Love. It’s supposed to be beautiful, magical and breathtaking when you finally get to experience it. Sure, it has its obstacles here and there. Couples argue sometimes but it’s all part of a cycle of growth as they become accustomed to each other’s needs, wants, and personalities. In the end, they come out stronger, more mature, after they are able to resolve their issues and understand each other.
Sometimes, external factors, however, take a toll on a relationship. One of the toughest external factors is religion. Most times, we can’t help what religion we are born into. We automatically follow in our parents’ and ancestors backgrounds and beliefs—though some people fight this, believing that one’s faith should be discovered and truly appreciated instead of something we blindly follow. Religion, when done right, is also supposed to be beautiful, magical, and even breathtaking. When religion muddles love, however, it leaves a bitter sentiment—resentment almost—in the hearts and minds of those in love.
Critics here will say that there is no love greater than God’s, and that everything one does should be for Him. I agree. God is love in its purest, most unconditional form. How then, could one believe that God would ever spite His children for an act as unconditional, as uncontrollable, and as pure as falling in love just because they are of different religious backgrounds? In my heart of hearts, I don’t believe that. And I don’t think it’s committing fitna to believe so. I understand why people are so wary of interfaith relationships—they are difficult. But in this day and age, what we need is religious and cultural tolerance, acceptance, and love. To me, nothing is more beautiful than the weaving of several backgrounds to form one beautiful masterpiece. Why would anyone want to tarnish that?
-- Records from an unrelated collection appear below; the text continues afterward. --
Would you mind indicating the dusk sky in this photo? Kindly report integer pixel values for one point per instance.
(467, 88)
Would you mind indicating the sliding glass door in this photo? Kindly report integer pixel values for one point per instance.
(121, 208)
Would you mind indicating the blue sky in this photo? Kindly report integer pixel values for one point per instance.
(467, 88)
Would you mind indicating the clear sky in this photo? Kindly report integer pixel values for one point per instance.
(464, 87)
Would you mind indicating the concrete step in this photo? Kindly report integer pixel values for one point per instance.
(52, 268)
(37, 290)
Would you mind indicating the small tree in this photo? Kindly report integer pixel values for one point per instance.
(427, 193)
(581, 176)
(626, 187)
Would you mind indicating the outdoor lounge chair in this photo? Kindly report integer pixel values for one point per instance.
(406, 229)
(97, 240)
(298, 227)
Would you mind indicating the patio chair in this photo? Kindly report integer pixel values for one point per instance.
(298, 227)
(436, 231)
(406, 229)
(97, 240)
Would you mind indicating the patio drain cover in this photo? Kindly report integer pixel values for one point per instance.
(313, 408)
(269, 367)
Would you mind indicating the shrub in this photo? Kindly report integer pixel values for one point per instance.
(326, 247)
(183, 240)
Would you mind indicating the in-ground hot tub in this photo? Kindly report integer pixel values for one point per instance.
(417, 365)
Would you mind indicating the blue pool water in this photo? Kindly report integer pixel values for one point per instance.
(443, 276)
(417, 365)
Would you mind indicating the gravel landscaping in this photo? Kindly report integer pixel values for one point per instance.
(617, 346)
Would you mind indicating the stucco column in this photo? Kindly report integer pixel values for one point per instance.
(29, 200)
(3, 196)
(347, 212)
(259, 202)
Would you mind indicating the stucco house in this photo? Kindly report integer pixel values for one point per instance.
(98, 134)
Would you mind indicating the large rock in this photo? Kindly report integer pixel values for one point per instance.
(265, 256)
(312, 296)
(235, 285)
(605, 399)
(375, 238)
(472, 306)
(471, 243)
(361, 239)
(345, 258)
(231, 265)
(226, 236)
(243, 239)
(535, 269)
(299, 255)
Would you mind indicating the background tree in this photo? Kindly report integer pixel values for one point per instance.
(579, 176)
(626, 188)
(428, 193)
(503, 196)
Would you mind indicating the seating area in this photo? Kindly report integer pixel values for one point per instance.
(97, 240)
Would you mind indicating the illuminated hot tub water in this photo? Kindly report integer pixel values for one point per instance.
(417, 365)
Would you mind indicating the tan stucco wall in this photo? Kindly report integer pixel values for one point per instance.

God is love in its purest, most unconditional form.
My boyfriend is a second generation American “mutt” whose bloodline can be traced to several different parts of Europe: Russia, Hungary, Spain… His grandparents were raised as Orthodox Jews but his family now is more loosely Jewish though they still hold fast to their traditions and cultures. He was Bar Mitzvah’ed and went to religious class growing up. Eventually, however, he grew up and didn’t like the fact that religion was forced upon him rather than being something that he sought and embraced and fully practiced of his own volition and dedication. Today, he loosely identifies with being Jewish but believes in God in a more personal, spiritual way and has disdain for how mankind has interpreted and twisted religion throughout history to fit their needs.
I was born in a Muslim country and came here as a little girl. My whole life I was taught to fear God. In all honesty, I wish my parents raised me to love God more than to fear Him. I think if they had, then I would have possibly been more inclined to “stick to my own kind” when it came to dating and love. Of course, I can’t blame my parents for my choices, nor do I want them to be responsible when it comes to judgment and religion. I’m sure my parents’ (and most Muslim parents of blushing daughters) worst fear was me rejecting my Muslim male counterparts and instead falling for someone outside of Islam. They don’t want me to be so assimilated.
I understand their fear—they don’t want my culture and tradition to fade to the background.. They don’t want me to be so assimilated that my children don’t even think twice about the food, music, culture and more importantly family that we physically left behind but always keep within us. But what I wish they would understand is that each time they close themselves off to my boyfriend, each time they use religion as their basis for being unable to accept MY personal choice, they make my heart feel just a tiny bit more disdain for religion. And that is a terrible feeling. I don’t want to hate religion—I don’t want it to leave a bitter taste in my mouth and harden my heart.